Why MySQL Is Fast: Pages, Indexes, and B+ Trees • FXJ Wiki

Contents#

MySQL Fundamentals and Indexes

MySQL Fundamentals, Indexes, and B+ Trees#

Fundamentals#

SQL Execution Flow#

Connector: Establishes connection via TCP three-way handshake and verifies username/password (then reads user permissions)
Query Cache (before MySQL 8.0): For query statements, checks cache (key-value format)
Parse SQL:
- Lexical Analysis: Identifies keywords from input
- Syntax Analysis: Based on lexical analysis results, checks if syntax is valid
  - If valid, constructs an SQL syntax tree (for later modules to get SQL type, field names, conditions, etc.)
  - If invalid, returns error directly
Execute SQL:
- Preprocessor:
  - Checks if tables/fields exist (in MySQL 8.0+, this check happens before preprocessing, after syntax analysis)
  - Expands select * to all columns
  - (Performance improvement: For repeated statements, can execute repeatedly)
  - (Reduces SQL injection: Parameterized queries separate variables from query structure)
- Optimizer: Determines the execution plan for SQL query statements
  - When a table has multiple indexes, determines which index to use (EXPLAIN command shows execution plan)
- Executor
  - Calls read_first_record pointer to InnoDB engine query interface, letting the engine locate records matching conditions
    - If record doesn’t exist, reports to executor, query ends
    - If exists, returns to executor, then executor checks if conditions are met, sends to client if met, then starts loop (queries one by one, user just sees all results displayed together)
    - After engine finishes reading, returns completion info to executor, executor receives info, exits loop, stops query

Index Pushdown: When searching for a condition after where, includes subsequent conditions in the judgment, reducing the number of table lookbacks (filters more at the engine level, improving efficiency)

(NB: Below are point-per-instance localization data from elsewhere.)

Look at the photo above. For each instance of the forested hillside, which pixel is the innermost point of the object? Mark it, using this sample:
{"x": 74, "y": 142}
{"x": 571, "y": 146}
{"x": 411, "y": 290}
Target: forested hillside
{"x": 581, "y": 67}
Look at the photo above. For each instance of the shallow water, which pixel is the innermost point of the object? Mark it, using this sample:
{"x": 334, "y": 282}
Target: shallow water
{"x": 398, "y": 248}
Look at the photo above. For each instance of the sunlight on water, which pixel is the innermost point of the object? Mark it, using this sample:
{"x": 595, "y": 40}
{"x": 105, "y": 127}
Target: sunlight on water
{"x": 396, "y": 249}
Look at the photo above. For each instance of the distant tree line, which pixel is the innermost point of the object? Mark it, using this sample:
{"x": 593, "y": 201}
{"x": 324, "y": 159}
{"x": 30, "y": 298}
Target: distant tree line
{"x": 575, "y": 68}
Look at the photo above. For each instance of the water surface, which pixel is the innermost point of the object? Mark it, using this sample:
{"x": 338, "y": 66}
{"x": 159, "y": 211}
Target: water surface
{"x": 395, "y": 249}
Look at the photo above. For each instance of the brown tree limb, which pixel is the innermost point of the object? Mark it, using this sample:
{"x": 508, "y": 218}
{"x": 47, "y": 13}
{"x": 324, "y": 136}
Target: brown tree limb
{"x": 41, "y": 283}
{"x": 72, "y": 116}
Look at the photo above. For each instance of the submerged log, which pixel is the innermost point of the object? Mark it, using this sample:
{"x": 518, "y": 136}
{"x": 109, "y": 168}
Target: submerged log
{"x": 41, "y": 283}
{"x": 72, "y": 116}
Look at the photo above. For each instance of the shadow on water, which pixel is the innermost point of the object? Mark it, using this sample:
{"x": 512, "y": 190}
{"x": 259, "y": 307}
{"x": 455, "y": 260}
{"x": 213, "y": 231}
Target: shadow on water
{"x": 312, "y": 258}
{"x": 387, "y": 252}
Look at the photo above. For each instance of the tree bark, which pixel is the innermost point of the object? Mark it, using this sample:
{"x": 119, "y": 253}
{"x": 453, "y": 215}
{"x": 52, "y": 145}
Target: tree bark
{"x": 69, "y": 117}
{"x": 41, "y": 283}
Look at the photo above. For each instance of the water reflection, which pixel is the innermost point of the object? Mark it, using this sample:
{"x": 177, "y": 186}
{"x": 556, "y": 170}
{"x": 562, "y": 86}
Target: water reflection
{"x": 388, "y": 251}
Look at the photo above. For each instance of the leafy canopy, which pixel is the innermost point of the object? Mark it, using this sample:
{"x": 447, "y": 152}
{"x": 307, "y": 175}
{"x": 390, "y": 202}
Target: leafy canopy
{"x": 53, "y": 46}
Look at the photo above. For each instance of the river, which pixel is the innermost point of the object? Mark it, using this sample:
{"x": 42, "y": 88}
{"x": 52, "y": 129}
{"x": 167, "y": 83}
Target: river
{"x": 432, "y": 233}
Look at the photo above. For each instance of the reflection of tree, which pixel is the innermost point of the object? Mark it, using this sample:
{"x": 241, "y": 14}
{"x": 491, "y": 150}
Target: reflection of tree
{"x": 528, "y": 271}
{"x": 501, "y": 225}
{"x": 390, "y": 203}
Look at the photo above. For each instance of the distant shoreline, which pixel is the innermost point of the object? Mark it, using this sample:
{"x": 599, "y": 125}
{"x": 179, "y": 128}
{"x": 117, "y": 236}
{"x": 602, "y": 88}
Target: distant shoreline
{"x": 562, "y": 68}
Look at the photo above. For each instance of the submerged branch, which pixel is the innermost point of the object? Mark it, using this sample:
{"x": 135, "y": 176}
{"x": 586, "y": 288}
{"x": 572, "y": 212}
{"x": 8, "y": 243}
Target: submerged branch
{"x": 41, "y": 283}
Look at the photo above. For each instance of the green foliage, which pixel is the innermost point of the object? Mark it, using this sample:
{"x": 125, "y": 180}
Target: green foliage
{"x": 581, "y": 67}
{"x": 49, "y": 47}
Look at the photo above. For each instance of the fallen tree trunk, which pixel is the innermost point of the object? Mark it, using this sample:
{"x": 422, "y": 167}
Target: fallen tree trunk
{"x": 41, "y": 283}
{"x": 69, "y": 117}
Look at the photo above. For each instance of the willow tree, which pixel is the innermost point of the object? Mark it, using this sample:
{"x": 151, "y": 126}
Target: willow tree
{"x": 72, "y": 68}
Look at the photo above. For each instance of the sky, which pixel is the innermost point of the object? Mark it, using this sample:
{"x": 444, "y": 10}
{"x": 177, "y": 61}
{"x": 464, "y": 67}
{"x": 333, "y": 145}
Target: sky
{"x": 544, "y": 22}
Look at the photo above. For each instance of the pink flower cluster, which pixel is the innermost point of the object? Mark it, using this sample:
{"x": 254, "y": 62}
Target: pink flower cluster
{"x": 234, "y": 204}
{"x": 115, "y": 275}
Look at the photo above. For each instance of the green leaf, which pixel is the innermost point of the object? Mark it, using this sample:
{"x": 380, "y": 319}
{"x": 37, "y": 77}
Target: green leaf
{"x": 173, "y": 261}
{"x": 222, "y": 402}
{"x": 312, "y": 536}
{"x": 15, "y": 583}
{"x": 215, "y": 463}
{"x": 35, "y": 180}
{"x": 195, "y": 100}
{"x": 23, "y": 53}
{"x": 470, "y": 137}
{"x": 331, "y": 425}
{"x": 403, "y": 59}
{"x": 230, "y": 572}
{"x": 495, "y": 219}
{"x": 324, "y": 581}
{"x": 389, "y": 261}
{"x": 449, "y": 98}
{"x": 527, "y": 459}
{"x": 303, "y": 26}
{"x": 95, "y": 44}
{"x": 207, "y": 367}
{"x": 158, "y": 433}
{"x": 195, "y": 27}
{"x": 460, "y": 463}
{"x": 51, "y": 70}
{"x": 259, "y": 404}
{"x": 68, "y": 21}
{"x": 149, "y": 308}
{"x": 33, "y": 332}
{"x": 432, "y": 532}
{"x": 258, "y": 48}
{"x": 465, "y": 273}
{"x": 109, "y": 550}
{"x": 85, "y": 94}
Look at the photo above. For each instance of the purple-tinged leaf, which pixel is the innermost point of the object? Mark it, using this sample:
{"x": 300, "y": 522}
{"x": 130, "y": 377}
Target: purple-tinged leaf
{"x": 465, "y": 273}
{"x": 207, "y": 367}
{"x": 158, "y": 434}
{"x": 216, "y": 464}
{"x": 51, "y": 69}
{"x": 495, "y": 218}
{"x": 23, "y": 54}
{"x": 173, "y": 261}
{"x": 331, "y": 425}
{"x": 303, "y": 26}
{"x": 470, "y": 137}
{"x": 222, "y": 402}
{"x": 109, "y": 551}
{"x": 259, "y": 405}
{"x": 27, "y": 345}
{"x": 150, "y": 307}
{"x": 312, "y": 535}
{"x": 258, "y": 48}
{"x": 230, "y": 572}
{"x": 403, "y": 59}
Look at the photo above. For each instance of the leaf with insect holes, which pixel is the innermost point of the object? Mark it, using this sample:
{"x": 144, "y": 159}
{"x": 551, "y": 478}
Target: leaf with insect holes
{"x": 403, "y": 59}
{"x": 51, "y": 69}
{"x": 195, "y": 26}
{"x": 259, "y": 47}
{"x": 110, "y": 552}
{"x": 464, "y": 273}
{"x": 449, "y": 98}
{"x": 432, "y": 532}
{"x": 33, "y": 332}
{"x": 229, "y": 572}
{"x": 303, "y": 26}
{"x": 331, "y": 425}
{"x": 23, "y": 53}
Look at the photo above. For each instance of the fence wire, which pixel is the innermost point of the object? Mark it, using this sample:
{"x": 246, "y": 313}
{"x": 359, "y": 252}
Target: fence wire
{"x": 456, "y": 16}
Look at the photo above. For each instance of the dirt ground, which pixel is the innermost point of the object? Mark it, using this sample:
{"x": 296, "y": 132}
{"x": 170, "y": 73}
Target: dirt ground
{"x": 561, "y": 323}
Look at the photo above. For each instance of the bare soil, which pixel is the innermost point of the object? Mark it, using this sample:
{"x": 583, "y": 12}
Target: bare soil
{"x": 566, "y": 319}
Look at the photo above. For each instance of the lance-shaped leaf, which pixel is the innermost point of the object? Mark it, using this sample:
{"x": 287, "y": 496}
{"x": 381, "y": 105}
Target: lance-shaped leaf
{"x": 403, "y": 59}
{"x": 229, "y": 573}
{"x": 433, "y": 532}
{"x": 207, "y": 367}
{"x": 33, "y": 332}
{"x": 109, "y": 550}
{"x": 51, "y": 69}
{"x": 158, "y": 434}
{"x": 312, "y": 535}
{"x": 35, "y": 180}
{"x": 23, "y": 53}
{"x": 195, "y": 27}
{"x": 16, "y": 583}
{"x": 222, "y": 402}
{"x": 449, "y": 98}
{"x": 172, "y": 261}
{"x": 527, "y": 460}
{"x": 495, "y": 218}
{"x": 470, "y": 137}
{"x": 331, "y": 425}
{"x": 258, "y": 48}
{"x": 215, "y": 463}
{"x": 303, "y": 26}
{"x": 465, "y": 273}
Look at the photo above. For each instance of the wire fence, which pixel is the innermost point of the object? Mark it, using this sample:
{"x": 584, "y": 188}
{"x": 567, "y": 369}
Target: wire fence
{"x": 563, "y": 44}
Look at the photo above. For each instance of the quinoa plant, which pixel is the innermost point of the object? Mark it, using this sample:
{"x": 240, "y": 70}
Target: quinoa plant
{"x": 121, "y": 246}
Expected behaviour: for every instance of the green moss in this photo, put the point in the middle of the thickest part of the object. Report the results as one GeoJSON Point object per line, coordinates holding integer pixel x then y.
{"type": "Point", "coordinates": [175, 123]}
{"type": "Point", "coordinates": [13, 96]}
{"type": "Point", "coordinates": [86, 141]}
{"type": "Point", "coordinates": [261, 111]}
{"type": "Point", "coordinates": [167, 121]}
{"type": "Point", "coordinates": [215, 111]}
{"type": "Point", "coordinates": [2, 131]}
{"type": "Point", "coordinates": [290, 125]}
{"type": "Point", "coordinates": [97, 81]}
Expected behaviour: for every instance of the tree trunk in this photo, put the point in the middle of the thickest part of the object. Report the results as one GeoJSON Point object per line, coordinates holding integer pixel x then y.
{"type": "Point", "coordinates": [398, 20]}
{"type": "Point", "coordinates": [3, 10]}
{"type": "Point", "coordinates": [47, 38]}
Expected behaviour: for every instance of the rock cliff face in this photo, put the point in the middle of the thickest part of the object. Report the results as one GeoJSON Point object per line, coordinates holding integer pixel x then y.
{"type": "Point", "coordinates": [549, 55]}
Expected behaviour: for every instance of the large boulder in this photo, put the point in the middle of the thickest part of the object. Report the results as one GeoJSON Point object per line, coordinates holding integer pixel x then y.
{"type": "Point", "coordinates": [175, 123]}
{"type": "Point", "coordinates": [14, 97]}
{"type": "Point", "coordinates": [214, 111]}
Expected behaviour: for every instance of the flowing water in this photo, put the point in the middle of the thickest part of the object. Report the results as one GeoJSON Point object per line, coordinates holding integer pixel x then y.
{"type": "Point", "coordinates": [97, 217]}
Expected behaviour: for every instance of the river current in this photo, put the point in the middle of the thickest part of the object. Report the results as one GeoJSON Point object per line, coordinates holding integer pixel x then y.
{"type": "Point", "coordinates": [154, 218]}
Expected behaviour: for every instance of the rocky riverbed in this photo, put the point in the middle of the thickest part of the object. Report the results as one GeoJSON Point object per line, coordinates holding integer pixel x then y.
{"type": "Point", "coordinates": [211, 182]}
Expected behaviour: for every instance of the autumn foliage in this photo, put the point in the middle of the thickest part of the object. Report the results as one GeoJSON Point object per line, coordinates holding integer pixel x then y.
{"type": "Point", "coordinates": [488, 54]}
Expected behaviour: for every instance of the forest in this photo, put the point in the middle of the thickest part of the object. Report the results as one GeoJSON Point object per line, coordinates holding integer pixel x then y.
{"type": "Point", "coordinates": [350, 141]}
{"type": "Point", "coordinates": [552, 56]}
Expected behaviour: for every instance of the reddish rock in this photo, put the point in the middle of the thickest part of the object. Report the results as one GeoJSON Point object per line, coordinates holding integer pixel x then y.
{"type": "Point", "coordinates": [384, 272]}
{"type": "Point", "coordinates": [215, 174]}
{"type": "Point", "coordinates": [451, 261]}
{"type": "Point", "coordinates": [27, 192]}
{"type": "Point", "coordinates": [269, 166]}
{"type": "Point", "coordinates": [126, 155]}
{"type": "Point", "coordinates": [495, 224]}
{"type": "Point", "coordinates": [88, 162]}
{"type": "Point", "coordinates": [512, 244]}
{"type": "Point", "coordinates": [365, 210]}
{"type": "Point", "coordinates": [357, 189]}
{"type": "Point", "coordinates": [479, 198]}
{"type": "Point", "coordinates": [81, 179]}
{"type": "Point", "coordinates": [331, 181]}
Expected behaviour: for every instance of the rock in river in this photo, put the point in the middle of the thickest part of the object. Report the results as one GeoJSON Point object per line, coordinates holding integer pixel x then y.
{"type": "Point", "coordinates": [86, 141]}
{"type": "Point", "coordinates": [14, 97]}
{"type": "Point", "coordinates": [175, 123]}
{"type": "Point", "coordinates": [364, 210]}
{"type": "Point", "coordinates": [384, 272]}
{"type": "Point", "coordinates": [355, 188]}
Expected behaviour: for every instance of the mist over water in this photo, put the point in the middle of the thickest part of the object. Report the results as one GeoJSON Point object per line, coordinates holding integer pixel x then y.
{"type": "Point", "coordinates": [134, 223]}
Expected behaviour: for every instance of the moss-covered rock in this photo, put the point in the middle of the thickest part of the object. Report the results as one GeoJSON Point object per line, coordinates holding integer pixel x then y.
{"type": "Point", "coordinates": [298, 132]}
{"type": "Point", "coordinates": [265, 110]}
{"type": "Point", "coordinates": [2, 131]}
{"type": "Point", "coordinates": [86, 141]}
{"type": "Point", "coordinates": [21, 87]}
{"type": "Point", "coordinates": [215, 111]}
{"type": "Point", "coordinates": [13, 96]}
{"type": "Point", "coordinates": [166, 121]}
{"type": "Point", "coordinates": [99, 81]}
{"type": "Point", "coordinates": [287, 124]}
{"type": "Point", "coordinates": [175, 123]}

Conditions for Index Pushdown: (Must have a suitable index for effective filtering, usually the first condition)

Simple conditions: Such as equality conditions (=), range conditions (like >, <, BETWEEN), and some non-null conditions (IS NOT NULL).
Combined conditions: For conditions connected with logical operators (like AND, OR), simple conditions can be combined and pushed down.

SQL Storage#

Database file storage location: /var/lib/mysql/<database> In this path:

db.opt: Stores database default character set and collation rules
.frm: Stores table structure
.ibd: Stores table data (independent tablespace file)
- Structure of tablespace file:
- Row: Table records are stored by row
- Page: Table records are stored by page, database reads by page as unit, entire page read into memory (also the minimum unit for InnoDB engine disk management)
  - For each data read:
    - First checks cache layer (buffer pool) for data.
    - If data not in cache, accesses data file.
    - Uses index to quickly locate data.
    - Finally reads data page to get actual row data.
- Extent: When table data is large, space allocation for an index is no longer by page, but by extent. Each extent is 1MB, for 16KB pages, 64 consecutive pages form an extent, making adjacent pages in the linked list also physically adjacent, enabling sequential I/O.
  - This is because adjacent pages in the linked list may not be physically adjacent, causing lots of random I/O during disk queries (very slow), so making adjacent pages physically adjacent enables sequential I/O, making range queries fast
- Segment consists of multiple extents. Segments are generally divided into data segments, index segments, and rollback segments.
InnoDB row formats: (Redundant, Compact, Dynamic, and Compressed)
- Record extra information
  - Variable-length field length list, stored in reverse order (Q: How exactly is this reverse order? Why store in reverse?)
    - Because record header info has a pointer to the next record, pointing to the position between the next record’s header info and actual data, reading left gets header info, reading right gets actual data
    - Allows field length info for records at earlier positions and their actual data to be in the same CPU Cache Line, improving CPU Cache hit rate.
  - NULL value list: stored in reverse order
  - Record header info: Contains many items, common ones: delete_mask, next_record, record_type
- Record actual data
  - row_id
    - If we specify a primary key or unique constraint when creating the table, there’s no row_id hidden field. If neither primary key nor unique constraint is specified, InnoDB adds row_id hidden field to records. row_id is not required, occupies 6 bytes.
  - trx_id
    - Transaction id, indicates which transaction generated this data. trx_id is required, occupies 6 bytes.
  - roll_pointer
    - Pointer to the previous version of this record. roll_pointer is required, occupies 7 bytes.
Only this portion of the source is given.